Prediction #5: Demographics and Turnout
October 7, 2024 - We are now officially less than one month until the 2024 Presidential Election. This week, we will investigate the question: how do demographic characteristics and turnout affect vote outcomes?
There has been extensive research to answer this question. For example, one of the earliest papers, Wolfinger and Rosenstone (1980) found that education level in particular is an important factor in determining turnout, using Census data from the early 1970s. Similarly, a decade later, Rosenstone and Hansen used American National Election Studies data to reveal that it is not just education, but the most participatory demographics were white, wealthy, educated voters.
In recent years, there has been discourse as to who increased voter turnout benefits. People often posit that increased voter turnout often benefits Democrats, since the most reliable voting blocs of older, whiter, wealthier Americans tend to vote more with the Republican Party. However, Shaw and Petrocik (2020) refute this claim, finding that increased voter turnout across a large sample of elections does not significantly boost one party or the other. There is also evidence to suggest that while demographic variables do matter, when used to predict whether one will vote for a Democrat or Republican, they are only correct 63% of the time. Therefore, a person’s vote choice, and their decision to even vote, is not solely a product of their demographic background (Kim and Zilinksy 2023).
Nonetheless, it is still a useful exercise to get a sense of how demographic variables affect vote outcomes since they are related to vote outcomes, especially in an increasingly calcified electorate. Predicting vote outcomes from turnout and demographics requires that we know these input variables for the election we’re trying to predict. But, this is a problem, since we do not know the turnout of an election that has not happened. To address this, I estimate 2024 voter turnout, measured by the voting eligible turnout of the highest office (turnout to vote for President) by averaging VEP highest office turnout across the 2012, 2016, and 2020 elections for each state. In other words, I assume that for the 2024 election, voter turnout will be average in each state.
Similarly, while we could get estimates of state demographic composition in 2024 by using samples of the voter file for each state, but these data contain many missing values, and therefore will be difficult to get estimates. Instead, I estimate state demographic characteristics by creating regressions for 20 different demographic variables using data from 2000 to 2020 to predict what state demographic compositions are in 2024. Then, I used Monte Carlo simulations for these predictions to better understand the variability that these values could have, assuming a Gaussian distribution.

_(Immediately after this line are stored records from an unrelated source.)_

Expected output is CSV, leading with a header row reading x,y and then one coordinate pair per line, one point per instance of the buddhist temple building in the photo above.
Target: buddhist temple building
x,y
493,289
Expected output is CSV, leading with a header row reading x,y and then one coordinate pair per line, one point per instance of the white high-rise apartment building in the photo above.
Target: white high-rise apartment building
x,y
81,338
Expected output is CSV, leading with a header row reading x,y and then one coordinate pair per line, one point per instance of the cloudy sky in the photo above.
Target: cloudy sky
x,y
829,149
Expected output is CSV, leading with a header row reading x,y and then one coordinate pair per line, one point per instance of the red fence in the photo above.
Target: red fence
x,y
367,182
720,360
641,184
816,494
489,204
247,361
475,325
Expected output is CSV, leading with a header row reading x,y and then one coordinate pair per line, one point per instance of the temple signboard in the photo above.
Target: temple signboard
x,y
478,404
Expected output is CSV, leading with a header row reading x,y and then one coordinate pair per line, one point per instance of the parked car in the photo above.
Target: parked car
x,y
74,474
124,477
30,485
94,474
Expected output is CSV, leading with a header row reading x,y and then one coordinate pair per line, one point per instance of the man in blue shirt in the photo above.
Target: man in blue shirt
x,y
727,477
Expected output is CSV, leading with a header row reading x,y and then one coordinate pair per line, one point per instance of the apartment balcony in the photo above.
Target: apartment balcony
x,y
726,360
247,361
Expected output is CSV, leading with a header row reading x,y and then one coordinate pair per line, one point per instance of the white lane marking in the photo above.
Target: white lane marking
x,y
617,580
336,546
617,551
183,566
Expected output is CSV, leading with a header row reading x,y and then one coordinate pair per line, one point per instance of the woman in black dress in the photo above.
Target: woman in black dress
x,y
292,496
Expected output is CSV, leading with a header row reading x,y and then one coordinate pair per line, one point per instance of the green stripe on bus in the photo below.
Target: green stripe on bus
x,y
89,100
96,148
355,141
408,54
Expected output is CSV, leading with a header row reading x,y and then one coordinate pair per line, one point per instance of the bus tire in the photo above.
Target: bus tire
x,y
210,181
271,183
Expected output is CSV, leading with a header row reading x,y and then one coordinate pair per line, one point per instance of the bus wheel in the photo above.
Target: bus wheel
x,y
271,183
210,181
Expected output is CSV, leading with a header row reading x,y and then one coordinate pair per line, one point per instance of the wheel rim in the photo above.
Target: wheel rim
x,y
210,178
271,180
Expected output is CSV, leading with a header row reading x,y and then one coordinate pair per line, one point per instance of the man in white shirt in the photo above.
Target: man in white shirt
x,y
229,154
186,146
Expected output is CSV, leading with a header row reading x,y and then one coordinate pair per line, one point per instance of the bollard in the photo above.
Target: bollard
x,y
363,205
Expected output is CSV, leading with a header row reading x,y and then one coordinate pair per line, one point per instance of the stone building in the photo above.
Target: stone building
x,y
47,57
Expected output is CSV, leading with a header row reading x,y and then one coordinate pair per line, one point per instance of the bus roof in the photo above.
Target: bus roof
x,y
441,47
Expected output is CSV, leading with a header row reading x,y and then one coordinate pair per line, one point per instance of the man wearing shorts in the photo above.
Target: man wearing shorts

As for my predictive model, I used the set of 20 demographic variables (including variables for race, age, and education) and VEP highest office turnout, lagged Democrat two-party vote share from the previous election, as well as a state factor variable to predict Democrat two-party vote share. The training data has a more narrow time span, from 2000 to 2020, because we do not have values for all of these variables for earlier elections. For this model, I used a Random Forest instead of an OLS linear regression model. Random forest models are more robust for prediction and can automatically handle interaction terms, which is useful since demographic groups do not vote uniformly across states. For example, white voters in Southern states tend to vote Republican than white voters in Minnesota or Massachusetts, or how Hispanic voters in California, who are mostly of Mexican descent, vote more for Democrats than Cuban Americans, which are the largest Hispanic group in Florida. The resulting random forest model explains 90.47% of the variance in outcomes, has an in-sample RMSE of 1.49 and a grouped k-fold cross validation out-of-sample RMSE of 6.52. The importance of each variable in the model is shown below.
With the simulated and estimated 2024 data, my Random Forest demographics and turnout model predicts that Democrat Kamala Harris will win the 2024 Presidential Election with 349 electoral votes compared to Republican Donald Trump’s 189 electoral votes. Despite different vote share estimates, this is the same outcome as my incumbency factors model last week. State results are shown in the map below, as well as the range of plausible vote shares for each state. The 95% confidence intervals for each state’s vote share indicates that my model suggests there are scenarios in which either Trump or Harris could carry the most competitive states.